What surprised me about the campaign was not how endemic the sexism was, but how little gender had to do with it. Clinton lost, and only by a small margin, to a black man whose name is only one consonant away from one we associate with terrorism. She lost because Barack Obama ran a tighter campaign, showed the courage of his convictions, and was better at reading the mood of an electorate that was weary of polarizing politics. But in spite of that, I’m convinced that if Clinton hadn’t made the fatal mistake of voting for the Iraq war, she’d be the Democratic contender right now.
But back to Warner who goes after “Sex and the City” (not without a little male-bashing in her description of Charlotte’s husband as an “adoring troglodyte…so short, so bald”) and concludes:
“Sex and the City” is the perfect movie for our allegedly ever-so-promising post-feminist era, when “angry” is out and Restalyne is in, and virtually all our country’s most powerful women look younger now than they did 20 years ago. Oh lighten up, I can hear you say. Don’t get your knickers in a twist. Earnestness is so unattractive in a woman.
Funny, I was going to say that. How did she know? Perhaps because inappropriate earnestness, the inability to get a joke, isn’t attractive in anyone. I mean—tell me if I’m missing something huge here—I thought “Sex and the City” was a satire. For all the talk of Labels with a capital L, those fantastical over-the-top clothes were designed by Patricia Field, whose boutique I remember from the East Village in the Eighties where she used outfit drag queens.
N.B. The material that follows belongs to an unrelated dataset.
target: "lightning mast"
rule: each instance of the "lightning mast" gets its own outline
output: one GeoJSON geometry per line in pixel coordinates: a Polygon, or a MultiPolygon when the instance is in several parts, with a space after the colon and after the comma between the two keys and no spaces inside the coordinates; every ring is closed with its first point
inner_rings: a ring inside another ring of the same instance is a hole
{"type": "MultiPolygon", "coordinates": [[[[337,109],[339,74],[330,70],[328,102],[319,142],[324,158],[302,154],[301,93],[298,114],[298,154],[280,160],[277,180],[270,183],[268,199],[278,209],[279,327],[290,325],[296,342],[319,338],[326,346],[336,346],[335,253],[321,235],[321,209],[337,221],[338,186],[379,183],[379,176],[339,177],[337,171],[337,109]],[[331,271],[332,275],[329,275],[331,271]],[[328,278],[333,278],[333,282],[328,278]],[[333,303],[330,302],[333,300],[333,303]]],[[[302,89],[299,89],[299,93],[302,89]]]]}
And how can you take seriously a story in which the love interest is called Mr. Big? C’mon, is that not hilarious?
So, far from the paean to consumerism the hyper-serious commenters on Warner’s blog thought the film was (if many of them actually saw it, which I doubt), I got the opposite message—such as, don’t get so involved in your wedding plans that you forget about the guy. But the film could just have easily been about Forgiveness—there was a lot of that going on—and, of course, let’s not leave out Loyalty. And what how about how women in their forties and even—gasp!—fifties can hang out, be lusty, and have fun?
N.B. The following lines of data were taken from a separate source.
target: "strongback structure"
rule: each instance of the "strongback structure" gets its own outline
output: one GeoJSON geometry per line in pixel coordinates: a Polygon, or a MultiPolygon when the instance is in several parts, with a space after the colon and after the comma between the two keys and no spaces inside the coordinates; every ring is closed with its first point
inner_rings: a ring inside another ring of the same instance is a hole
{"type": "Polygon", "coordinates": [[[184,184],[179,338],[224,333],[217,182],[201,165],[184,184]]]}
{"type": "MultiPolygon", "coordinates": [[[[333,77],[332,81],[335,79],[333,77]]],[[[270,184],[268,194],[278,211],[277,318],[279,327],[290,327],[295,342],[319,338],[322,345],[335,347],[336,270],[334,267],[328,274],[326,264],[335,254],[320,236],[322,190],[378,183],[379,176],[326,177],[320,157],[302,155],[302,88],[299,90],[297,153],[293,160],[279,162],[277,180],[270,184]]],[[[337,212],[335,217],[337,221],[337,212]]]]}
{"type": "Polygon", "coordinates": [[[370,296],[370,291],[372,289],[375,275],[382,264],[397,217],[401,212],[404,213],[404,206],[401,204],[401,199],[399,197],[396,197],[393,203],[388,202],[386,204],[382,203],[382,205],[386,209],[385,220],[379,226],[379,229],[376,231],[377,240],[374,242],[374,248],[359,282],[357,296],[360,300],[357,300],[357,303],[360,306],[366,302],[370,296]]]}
Then there’s Anthony Lane in The New Yorker who complains about, of all things, too much schmaltz. He also doesn’t understand how Miranda, a lawyer, can drop everything and to fly to Mexico to support her friend (hello, it’s a fantasy, all right, but hardly one that’s “posing as a slice of modern life” any more than Sasha Baron Cohen expected us to believe Borat was really from Kazakhstan). Lane gets into a twitch about the little dog who humps everything—and he’s right, it was awful, which is just what was so great about it. But why would a hetero guy over forty, who admits he “never was sure how funny the TV series was meant to be” take on the film in the first place? It seems Lane violated his maxim of “Whenever possible, see the film in the company of ordinary beings” and went to a critics’ screening, where he took notes on every instance of political incorrectness (he had to write fast). He should have seen it with some gay friends and instead of rushing home to transcribe those notes, spent the rest of the evening driving around with the top down, listening to the Scissor Sisters.